The Zimbabwe National Industrial Development Policy (ZNIDP) (2019-2023) is a blueprint for industrialisation which derives from Vision 2030, and is tailored to assist the economy to achieve the above objectives.
The policy is premised upon the deliberate decision taken by the Government to open the country for business, modernise, industrialise and promote investment, with the ultimate goal attaining broad based economic empowerment, inclusive economic growth and employment creation.
Notably, Zimbabwe already possesses the expertise and history of what it takes to build vibrant productive sectors, as one of sub-Sahara’s (outside South Africa) most industrialised economy post-independence from Britain in 1980.
Zimbabwe’s captains of industries are well aware of the need to develop domestic supply capacity, which the Confederation of Zimbabwe Industries (CZI) highlighted in its trade dimensions of Covid-19 on Zimbabwe Industry, released in May last year.
“The economy needs to achieve some measure of self-reliance in view of covid19 and its restrictions to trade and movement. Moreover, raw materials that can be produced locally should be produced in the country to improve competitiveness of local products on the international market,” CZI said.
CZI said this calls for aggressive resuscitation of local value chains and heightened value addition and beneficiation initiatives.
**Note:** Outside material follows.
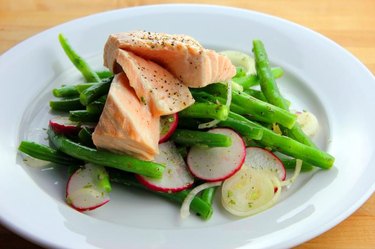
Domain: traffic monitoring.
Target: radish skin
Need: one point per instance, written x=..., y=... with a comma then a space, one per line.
x=259, y=158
“These initiatives will ensure that jobs are not exported and value added products will fetch more value on the export market,” CZI noted.
Worryingly, exporters also highlighted that inability to access raw material from source countries affected their ability to sustain export demand, leading to significant loss of export revenue and potential loss of market share for exports.
For instance, the report produced by CZI highlighted that 80 percent of Zimbabwean firms in the agriculture and horticultural sectors relied on South Africa for 73 percent of the raw materials they require.
For the horticultural industry, one of the country’s major export earners, CZI said imported raw materials included agro chemicals, stock feed, breeder parents, incubators, parts, vaccines, seeds and plant material.
Raw materials imported by the drink, tobacco and beverages sector span across PET packaging, beverage bases, maize and wrapping material, with South Africa being the exclusive source market.
For the chemical and the petroleum industry, 73 percent of the raw materials are imported, including titanium dioxide, chemicals, group two base oils, soap noodles, packaging tubes and bottles, potash and agro-chemicals.
The foot and clothing sector imports 63 percent of its raw materials covering polymers and plastic based, dye stuffs and auxiliaries chemicals are sourced from Turkey, polyester, Cloth material, buttons, elastic, zips, thread, wool, PVC, polypropylene and HDPE (High Density Polyethylene).